Correspondence Analysis

The goal of correspondence analysis is to make biplots for correspondence tables. In a correspondence table, the row and column variables are assumed to represent unordered categories; therefore, the nominal optimal scaling level is always used. Both variables are inspected for their nominal information only. That is, the only consideration is the fact that some objects are in the same category while others are not. Nothing is assumed about the distance or order between categories of the same variable.

One specific use of correspondence analysis is the analysis of two-way contingency tables. If a table has r active rows and c active columns, the number of dimensions in the correspondence analysis solution is the minimum of r minus 1 or c minus 1, whichever is less. In other words, you could perfectly represent the row categories or the column categories of a contingency table in a space of dimensions. Practically speaking, however, you would like to represent the row and column categories of a two-way table in a low-dimensional space, say two dimensions, for the reason that two-dimensional plots are more easily comprehensible than multidimensional spatial representations.

When fewer than the maximum number of possible dimensions is used, the statistics produced in the analysis describe how well the row and column categories are represented in the low-dimensional representation. Provided that the quality of representation of the two-dimensional solution is good, you can examine plots of the row points and the column points to learn which categories of the row variable are similar, which categories of the column variable are similar, and which row and column categories are similar to each other.

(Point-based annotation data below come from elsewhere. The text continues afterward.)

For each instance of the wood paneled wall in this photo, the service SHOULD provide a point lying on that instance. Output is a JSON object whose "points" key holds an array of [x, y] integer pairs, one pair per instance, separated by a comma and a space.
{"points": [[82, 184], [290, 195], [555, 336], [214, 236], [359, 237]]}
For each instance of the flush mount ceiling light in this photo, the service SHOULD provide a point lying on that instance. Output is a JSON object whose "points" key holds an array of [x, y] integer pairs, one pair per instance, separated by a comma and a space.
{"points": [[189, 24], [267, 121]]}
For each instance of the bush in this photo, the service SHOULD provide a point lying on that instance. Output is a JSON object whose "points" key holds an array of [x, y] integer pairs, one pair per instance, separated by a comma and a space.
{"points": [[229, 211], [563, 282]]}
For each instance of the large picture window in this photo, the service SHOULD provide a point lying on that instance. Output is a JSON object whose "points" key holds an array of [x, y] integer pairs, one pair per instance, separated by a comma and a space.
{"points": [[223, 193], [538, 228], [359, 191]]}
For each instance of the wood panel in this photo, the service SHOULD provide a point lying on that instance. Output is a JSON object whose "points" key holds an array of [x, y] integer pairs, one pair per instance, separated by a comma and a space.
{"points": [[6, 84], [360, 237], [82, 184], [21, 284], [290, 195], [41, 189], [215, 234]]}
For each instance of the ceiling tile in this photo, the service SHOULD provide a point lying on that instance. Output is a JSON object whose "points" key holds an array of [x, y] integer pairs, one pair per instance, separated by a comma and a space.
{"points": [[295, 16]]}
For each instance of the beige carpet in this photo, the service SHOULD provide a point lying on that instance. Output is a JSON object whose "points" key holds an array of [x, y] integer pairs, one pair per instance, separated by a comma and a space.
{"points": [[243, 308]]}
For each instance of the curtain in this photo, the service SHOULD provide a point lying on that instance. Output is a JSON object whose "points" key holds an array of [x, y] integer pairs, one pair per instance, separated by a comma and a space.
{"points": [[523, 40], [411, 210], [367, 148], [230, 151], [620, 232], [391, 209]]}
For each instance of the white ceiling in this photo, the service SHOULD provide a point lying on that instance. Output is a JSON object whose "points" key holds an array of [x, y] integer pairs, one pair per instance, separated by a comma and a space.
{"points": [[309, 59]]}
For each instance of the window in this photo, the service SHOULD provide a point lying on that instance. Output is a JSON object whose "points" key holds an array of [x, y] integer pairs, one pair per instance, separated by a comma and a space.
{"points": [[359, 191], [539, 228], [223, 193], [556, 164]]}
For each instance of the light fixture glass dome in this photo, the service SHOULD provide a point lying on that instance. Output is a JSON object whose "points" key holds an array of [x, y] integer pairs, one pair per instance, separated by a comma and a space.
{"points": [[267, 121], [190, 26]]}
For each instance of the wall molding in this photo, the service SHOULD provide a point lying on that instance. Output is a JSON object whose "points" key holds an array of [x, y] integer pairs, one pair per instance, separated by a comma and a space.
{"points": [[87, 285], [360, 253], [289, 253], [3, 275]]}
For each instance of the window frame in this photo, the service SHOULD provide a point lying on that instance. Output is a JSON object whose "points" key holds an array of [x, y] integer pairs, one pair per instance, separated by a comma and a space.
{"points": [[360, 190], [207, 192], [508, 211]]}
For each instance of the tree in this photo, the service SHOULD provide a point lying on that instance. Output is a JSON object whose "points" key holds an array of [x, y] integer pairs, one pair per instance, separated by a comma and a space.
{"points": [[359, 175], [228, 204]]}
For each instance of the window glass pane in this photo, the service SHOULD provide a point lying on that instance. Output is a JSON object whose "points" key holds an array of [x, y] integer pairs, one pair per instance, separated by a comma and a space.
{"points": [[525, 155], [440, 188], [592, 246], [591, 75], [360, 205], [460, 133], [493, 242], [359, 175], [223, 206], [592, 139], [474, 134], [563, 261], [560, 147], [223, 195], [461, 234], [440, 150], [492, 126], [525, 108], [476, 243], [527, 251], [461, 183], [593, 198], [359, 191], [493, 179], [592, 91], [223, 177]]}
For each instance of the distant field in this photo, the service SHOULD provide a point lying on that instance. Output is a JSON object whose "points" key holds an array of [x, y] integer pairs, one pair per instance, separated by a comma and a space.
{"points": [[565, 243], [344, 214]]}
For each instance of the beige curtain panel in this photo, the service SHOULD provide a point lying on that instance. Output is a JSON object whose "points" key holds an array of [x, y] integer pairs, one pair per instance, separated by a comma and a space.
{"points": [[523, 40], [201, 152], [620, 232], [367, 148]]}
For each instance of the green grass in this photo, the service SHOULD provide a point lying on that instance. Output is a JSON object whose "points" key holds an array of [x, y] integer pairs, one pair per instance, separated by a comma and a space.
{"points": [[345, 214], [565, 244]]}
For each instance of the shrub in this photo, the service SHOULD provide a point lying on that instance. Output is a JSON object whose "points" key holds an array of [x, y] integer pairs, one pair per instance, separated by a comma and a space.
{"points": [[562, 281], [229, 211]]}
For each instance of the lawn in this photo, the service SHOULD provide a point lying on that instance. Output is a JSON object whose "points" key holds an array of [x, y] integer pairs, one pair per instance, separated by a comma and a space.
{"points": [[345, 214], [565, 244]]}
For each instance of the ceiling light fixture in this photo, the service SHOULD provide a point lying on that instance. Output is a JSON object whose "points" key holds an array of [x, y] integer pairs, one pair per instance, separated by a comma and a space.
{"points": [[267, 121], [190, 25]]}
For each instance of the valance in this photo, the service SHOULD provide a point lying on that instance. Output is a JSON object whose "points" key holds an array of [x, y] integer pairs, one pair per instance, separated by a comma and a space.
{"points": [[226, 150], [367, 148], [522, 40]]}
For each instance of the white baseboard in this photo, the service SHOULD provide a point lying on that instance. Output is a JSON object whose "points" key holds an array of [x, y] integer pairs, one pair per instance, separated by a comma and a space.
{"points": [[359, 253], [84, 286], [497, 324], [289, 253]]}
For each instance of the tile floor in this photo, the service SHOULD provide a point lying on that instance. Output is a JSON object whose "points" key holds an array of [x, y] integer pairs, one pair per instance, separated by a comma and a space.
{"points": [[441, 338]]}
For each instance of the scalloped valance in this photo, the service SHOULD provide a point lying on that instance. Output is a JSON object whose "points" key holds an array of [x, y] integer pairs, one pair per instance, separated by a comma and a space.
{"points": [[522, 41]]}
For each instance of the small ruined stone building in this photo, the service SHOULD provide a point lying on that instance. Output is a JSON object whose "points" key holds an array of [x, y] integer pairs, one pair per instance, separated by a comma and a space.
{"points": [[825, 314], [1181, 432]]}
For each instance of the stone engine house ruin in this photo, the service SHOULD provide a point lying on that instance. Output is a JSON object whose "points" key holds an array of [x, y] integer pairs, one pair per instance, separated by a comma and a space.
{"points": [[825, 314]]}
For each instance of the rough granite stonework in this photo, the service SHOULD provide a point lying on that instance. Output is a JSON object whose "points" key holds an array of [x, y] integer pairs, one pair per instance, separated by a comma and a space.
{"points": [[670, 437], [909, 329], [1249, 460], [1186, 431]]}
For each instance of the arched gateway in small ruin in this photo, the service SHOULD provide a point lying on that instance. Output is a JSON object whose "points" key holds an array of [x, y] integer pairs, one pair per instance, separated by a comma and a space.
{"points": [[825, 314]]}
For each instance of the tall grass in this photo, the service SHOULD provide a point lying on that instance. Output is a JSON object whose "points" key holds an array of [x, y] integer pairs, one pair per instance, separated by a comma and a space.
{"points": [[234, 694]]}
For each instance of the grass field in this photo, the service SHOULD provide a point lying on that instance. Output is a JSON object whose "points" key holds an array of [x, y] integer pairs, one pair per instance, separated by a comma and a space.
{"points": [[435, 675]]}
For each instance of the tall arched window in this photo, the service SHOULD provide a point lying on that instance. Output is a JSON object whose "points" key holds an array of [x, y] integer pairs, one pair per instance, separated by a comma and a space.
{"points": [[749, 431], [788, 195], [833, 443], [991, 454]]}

Relation to other Categories procedures. Simple correspondence analysis is limited to two-way tables. If there are more than two variables of interest, you can combine variables to create interaction variables. For example, for the variables region, job, and age, you can combine region and job to create a new variable rejob with the 12 categories shown in the following table. This new variable forms a two-way table with age (12 rows, 4 columns), which can be analyzed in correspondence analysis.

Table 1. Combinations of region and job
Category code Category definition Category code Category definition
1 North, intern 7 East, intern
2 North, sales rep 8 East, sales rep
3 North, manager 9 East, manager
4 South, intern 10 West, intern
5 South, sales rep 11 West, sales rep
6 South, manager 12 West, manager

One shortcoming of this approach is that any pair of variables can be combined. We can combine job and age, yielding another 12-category variable. Or we can combine region and age, which results in a new 16-category variable. Each of these interaction variables forms a two-way table with the remaining variable. Correspondence analyses of these three tables will not yield identical results, yet each is a valid approach. Furthermore, if there are four or more variables, two-way tables comparing an interaction variable with another interaction variable can be constructed. The number of possible tables to analyze can get quite large, even for a few variables. You can select one of these tables to analyze, or you can analyze all of them. Alternatively, the Multiple Correspondence Analysis procedure can be used to examine all of the variables simultaneously without the need to construct interaction variables.

Relation to standard techniques. The Crosstabs procedure can also be used to analyze contingency tables, with independence as a common focus in the analyses. However, even in small tables, detecting the cause of departures from independence may be difficult. The utility of correspondence analysis lies in displaying such patterns for two-way tables of any size. If there is an association between the row and column variables--that is, if the chi-square value is significant--correspondence analysis may help reveal the nature of the relationship.